As a Virginian, I’m following the news about Hannah Graham and Morgan Harrington, as well as other women who have gone missing. It appalls me that these crimes happen. I find it unacceptable that the universities who kicked Jesse Matthew out didn’t do more to interrupt his trajectory. But let’s take a moment to look at the societal messages that program and anchor attitudes.
Most people are aware that not all abuse involves hitting or murder. Some of it is subtle and pervasive. We see dumb blonde jokes on social media that of course aren’t really about blondness; they’re saying women are stupid. “What’s the matter, can’t you take a joke?” That’s a line right out of the verbal abuse handbook.
Right now Sprint is running an iPhone ad that shows a group of women in an inane conversation squealing so loudly that they shatter glass. And Verizon is deluging the airwaves with an iPhone ad that shows a whipped man shutting down his nagging, needy wife and trading her in for a new model. Oh wait, it’s a phone he’s exchanging, right? The 5 for the 6? Not. The subtext is heavy-handed enough to be right in your face. “The woman is there to steal your manhood,” says the ad. “If you want to feel like you’re in control of your life, replace her. She is a ‘thing,’ and an annoying one at that. So stick with Verizon. We feel your pain and we’re here to help resurrect your pride.”

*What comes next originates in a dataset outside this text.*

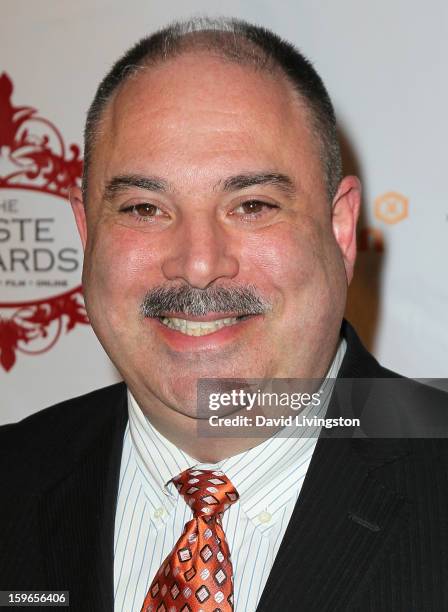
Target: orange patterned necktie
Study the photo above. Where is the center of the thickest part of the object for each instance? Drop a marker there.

I pray for a world in which we’re smart enough to recognize abusive behavior in its most subtle forms and interrupt it early. One on one, in relationships and marriages. In schools and educational settings. In cultural messages. A world in which anywhere it shows up, men and women join together to say, “we’re over that.” In which we teach our children that no one is an object. No one is a thing. We all matter. We all are worthy of respect, compassion, protection and justice. And we make choices not to assuage our secret shame, but based on better criteria.